Now before we get ahead of ourselves, yes PC gamers essentially deal with this situation all the time. Within a year or two, PC parts get upgraded and games run better on the newer parts than they do on previous hardware. Yadda yadda PC Master Race. But here’s the thing: the best thing about consoles is that they aren’t PCs. They can play all the games released for them and only need a $500-600 upgrade every six or so years (providing your original unit never fails) instead of annually like with graphics cards (if you want to stay on top of course).
We on the same page? Excellent.
So, if games are going to be playable on both the PS4K and the PS4, and the former does indeed provide better frame rate performance than the latter, then you can be sure that soon the majority of games will be designed to run on the newer unit with compatibility on the older one considered an afterthought.
We’ve seen evidence of this kind of thing before, such as when the PS4 first launched and its games were also being released on the older PS3. Sure, all the sports games worked fine, but they’re hardly technical powerhouses. The more technical major releases were conceptualised, designed and developed for the newer hardware’s capabilities, then stripped back to the bone to get it working on the previous tech. Look at something like 2014’s Shadow of Mordor as an example, whose previous generation version was a frame dropping mess with excruciating load times.

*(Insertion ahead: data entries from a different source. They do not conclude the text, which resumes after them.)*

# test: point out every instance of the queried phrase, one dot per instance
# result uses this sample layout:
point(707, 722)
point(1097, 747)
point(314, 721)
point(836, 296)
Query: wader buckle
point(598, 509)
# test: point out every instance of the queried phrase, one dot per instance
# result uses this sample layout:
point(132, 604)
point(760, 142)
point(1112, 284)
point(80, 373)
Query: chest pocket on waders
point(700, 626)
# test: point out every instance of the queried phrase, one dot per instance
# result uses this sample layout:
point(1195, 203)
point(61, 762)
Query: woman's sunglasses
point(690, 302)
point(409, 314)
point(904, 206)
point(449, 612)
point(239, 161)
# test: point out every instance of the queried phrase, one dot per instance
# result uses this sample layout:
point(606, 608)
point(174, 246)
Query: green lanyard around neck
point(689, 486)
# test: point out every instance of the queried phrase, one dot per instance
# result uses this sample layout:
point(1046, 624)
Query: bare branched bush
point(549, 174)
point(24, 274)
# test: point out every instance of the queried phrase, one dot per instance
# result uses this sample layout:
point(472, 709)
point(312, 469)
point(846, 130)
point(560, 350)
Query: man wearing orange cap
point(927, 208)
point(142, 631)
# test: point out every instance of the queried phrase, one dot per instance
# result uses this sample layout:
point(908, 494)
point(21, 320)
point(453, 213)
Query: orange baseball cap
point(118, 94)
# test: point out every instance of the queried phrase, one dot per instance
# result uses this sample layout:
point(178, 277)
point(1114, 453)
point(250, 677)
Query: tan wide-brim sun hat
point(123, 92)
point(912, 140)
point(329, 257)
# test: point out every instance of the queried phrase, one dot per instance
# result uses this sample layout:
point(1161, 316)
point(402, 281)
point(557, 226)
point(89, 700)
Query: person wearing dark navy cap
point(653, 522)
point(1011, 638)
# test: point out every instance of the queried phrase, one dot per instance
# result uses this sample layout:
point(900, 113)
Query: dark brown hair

But hey, it still technically ran on the PS3 right? But the PS3 was seven years older than the PS4, whereas the PS4 will only be around three years older than the PS4K. That’s too soon to render it the inferior option, especially for anyone who got one at Christmas or sooner.
Another hypothesis is that since the PS4K is said to be releasing around October, it might be designed to provide extra grunt for Playstation VR, which releases at the same time. Since VR is very reliant on high frame rates, around 90 frames per second, the extra power would allow higher quality games to run at that level. If this is true, that’s just a huge spit in the face of everyone who has been excited for PSVR, myself included, since all we were told we needed to run it was a PS4, rather than a $2000 plus PC like the Rift or Vive.
If it turns out what they really meant was you need a better, newer PS4 to run PSVR properly, and the original unit is the just a passable alternative, then that is one heck of a misleading hype campaign.
Regardless, it is probably a bit too soon to be freaking out about this new PS4 model until Sony officially confirms what the heck it is. But the idea of a mid-generation hardware upgrade is still an interesting prospect to discuss, and one that for the reasons I’ve outlined above I feel is a terrible idea.
I have no qualms with a slim-line model that improves the power efficiency and cooling (like what the last PS4 upgrade already does) or even one that runs the games at the exact same quality as the original model but can upscale it to higher resolution. But a console that is more powerful and runs the games at a higher quality and than previous models defeats the whole purpose of console gaming: where the machine you buy will play all the games released for it, in the way it was intended to be played.
My PS4 is only two and a half years old, don’t render it inferior just yet Sony.